Actuarial analysis considers the health plan budget as a whole, and by nature focuses on the probable total-dollar impact
of decisions. The business-focused perspective of actuaries gives them a unique advantage in producing studies that speak
to the needs of budget-conscious health plans.
The Actuarial Approach
The actuary's main contribution to the economic research toolkit is the actuarial budget-impact model, also called a cost
model. Because the techniques used are drawn from the experience of healthcare actuaries—who are employed most commonly by
insurers and health plans—such models are uniquely suited to application in the formulary submission process.
The AMCP definition of budget impact model falls short of what an actuary would do. It reads:
"These models are used to evaluate the budget impact of pharmaceutical expenditures as a consequence of new product introduction.
... By strict definition, budget impact models are not used to establish the value of new technology because they do not include
the impact of drugs on clinical outcomes, nonpharmacy resource use, and adverse effects."

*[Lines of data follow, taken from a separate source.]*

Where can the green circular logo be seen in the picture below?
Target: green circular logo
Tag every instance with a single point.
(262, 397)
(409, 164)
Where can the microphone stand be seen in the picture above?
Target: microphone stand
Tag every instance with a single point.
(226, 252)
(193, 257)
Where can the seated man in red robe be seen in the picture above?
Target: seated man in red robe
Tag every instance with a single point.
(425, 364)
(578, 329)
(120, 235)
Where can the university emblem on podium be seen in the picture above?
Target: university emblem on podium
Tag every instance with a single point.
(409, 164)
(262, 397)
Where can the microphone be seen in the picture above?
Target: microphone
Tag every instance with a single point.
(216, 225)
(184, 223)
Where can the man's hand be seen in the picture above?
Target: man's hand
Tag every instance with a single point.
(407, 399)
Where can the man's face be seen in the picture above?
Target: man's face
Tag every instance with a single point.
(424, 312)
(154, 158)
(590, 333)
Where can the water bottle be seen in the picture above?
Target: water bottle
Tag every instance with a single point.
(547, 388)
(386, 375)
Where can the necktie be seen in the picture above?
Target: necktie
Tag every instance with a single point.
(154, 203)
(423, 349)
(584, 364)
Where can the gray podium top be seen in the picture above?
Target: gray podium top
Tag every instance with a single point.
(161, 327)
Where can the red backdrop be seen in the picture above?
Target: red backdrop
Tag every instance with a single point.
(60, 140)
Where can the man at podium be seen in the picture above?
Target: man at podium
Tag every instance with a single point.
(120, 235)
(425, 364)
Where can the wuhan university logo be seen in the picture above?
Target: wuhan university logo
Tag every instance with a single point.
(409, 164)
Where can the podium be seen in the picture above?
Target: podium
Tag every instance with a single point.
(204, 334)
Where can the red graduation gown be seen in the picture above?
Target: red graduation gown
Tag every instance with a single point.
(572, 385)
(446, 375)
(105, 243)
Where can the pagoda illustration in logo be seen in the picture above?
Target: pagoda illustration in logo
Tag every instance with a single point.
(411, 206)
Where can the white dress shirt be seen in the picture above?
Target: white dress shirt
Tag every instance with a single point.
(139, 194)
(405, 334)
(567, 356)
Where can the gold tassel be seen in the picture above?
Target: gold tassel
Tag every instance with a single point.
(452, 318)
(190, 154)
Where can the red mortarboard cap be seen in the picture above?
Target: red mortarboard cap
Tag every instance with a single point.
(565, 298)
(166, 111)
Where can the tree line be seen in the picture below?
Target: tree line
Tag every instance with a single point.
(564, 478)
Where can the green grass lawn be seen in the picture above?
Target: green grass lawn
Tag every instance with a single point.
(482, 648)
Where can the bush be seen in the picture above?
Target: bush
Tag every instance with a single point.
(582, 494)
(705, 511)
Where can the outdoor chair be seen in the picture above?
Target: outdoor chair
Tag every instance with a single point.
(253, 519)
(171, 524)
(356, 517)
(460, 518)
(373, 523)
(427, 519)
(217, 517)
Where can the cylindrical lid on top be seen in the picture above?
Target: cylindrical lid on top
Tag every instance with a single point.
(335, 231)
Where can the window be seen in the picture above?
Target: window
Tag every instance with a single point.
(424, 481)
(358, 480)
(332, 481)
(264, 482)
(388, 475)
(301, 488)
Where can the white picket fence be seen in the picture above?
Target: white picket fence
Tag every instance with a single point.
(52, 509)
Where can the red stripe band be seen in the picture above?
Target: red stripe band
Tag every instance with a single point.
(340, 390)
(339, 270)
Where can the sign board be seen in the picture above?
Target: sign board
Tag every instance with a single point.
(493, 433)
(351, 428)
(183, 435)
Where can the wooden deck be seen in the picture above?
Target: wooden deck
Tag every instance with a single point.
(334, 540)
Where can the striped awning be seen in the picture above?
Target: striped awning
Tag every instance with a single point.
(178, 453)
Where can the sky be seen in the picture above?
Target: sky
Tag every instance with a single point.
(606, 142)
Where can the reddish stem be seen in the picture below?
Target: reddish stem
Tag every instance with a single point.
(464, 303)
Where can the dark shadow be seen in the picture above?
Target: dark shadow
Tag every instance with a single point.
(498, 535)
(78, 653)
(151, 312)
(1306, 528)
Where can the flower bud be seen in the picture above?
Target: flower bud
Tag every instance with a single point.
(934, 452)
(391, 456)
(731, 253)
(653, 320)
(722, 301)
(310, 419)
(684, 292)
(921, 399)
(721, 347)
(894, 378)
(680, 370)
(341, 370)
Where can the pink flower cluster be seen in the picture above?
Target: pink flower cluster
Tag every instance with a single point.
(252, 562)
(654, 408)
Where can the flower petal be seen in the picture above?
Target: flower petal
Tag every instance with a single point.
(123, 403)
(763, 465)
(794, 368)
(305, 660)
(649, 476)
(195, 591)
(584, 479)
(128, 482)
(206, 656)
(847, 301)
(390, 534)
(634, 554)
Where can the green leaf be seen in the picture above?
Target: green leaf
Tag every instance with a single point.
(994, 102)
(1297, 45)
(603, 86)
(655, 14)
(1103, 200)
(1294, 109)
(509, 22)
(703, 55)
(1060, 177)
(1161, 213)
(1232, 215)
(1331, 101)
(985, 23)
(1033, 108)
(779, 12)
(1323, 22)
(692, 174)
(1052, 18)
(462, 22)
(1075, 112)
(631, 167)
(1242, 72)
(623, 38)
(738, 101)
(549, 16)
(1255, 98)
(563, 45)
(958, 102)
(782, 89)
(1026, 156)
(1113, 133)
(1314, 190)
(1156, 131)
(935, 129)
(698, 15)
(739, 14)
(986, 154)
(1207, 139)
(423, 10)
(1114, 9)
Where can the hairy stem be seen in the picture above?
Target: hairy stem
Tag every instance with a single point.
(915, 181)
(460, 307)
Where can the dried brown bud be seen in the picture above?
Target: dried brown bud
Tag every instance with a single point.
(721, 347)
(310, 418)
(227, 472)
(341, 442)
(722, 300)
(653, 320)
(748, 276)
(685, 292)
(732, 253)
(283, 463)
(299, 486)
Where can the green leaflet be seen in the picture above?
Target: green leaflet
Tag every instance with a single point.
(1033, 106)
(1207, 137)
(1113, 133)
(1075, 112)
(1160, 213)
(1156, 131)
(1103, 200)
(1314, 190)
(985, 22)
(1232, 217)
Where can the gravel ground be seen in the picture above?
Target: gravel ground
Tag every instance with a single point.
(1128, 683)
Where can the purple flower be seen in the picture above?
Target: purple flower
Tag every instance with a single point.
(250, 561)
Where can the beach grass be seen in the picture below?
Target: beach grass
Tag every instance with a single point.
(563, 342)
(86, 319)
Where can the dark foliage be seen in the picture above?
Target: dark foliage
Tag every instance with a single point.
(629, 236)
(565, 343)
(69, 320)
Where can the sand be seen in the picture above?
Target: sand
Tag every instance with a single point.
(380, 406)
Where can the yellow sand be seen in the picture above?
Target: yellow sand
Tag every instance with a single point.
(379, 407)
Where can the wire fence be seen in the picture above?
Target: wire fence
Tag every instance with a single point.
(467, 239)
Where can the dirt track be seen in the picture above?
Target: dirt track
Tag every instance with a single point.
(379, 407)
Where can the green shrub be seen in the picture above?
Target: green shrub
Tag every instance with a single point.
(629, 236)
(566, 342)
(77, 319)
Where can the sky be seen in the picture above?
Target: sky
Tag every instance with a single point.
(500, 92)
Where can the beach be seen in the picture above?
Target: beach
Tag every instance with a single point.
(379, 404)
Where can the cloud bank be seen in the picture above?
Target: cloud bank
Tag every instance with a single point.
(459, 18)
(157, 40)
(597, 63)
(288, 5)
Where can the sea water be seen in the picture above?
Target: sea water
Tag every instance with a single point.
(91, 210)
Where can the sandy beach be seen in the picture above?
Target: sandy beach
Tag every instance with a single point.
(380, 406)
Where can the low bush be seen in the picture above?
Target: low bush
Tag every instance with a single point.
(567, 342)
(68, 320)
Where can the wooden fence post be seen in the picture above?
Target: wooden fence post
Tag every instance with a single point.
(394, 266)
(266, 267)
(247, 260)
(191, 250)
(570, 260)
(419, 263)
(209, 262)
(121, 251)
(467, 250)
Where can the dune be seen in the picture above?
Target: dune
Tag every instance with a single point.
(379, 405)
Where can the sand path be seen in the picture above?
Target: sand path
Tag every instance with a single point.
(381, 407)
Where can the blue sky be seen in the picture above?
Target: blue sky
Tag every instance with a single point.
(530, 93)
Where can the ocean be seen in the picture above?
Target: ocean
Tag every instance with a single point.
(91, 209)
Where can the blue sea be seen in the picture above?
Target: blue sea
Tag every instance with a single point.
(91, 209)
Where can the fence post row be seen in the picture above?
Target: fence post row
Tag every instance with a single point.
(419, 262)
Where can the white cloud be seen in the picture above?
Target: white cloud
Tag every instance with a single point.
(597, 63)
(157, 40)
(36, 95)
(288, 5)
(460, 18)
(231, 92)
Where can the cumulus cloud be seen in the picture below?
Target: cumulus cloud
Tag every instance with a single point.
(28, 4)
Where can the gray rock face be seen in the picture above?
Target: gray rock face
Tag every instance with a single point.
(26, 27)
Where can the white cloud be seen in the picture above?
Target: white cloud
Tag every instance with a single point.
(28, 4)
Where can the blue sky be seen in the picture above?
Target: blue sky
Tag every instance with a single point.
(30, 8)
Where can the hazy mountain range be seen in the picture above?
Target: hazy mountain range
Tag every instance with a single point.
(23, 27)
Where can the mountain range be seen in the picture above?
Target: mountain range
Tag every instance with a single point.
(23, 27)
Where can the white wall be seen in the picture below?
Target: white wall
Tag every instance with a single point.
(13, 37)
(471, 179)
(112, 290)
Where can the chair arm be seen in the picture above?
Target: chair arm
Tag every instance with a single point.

A well-constructed budget-impact model does include impacts outside of the pharmacy budget, and it quantifies them in greater detail than is found in a traditional CE
analysis.
Risks, Rewards
Perhaps the most difficult barrier to overcome in implementing a pharmacoactuarial approach is a "side effect" of its own
utility: The actuarial budget-impact model is so good at comparing different treatment options that manufacturers might consider
it difficult to conclusively demonstrate the value of their own products. Understandably, they may be tempted to reject the
services of actuaries.
In the long run, however, there is little benefit to not implementing a pharmacoactuarial approach. Health plans will continue
to engage in aggressive management of the pharmacy budget, and will adopt whatever techniques are shown to most accurately
predict the true ratio of cost to value for new treatments. And for many new regimens, especially those with a high up-front
cost, the actuarial budget-impact model is in fact the best way to conclusively demonstrate value, by showing positive impacts
across the organization.
An even more effective strategy from the drugmaker's point of view is to incorporate pharmacoactuarial thinking into the product
development process, examining the potential for a new offering to reduce overall health budget impacts in innovative ways.
At this point, the actuary becomes a partner in designing the most effective economic information for the health plans.
As the pharmaceutical industry becomes even more competitive, and as health plans continue to demand conclusive demonstrations
of the value of new offerings, drug companies will need all the proof they can get in order to succeed.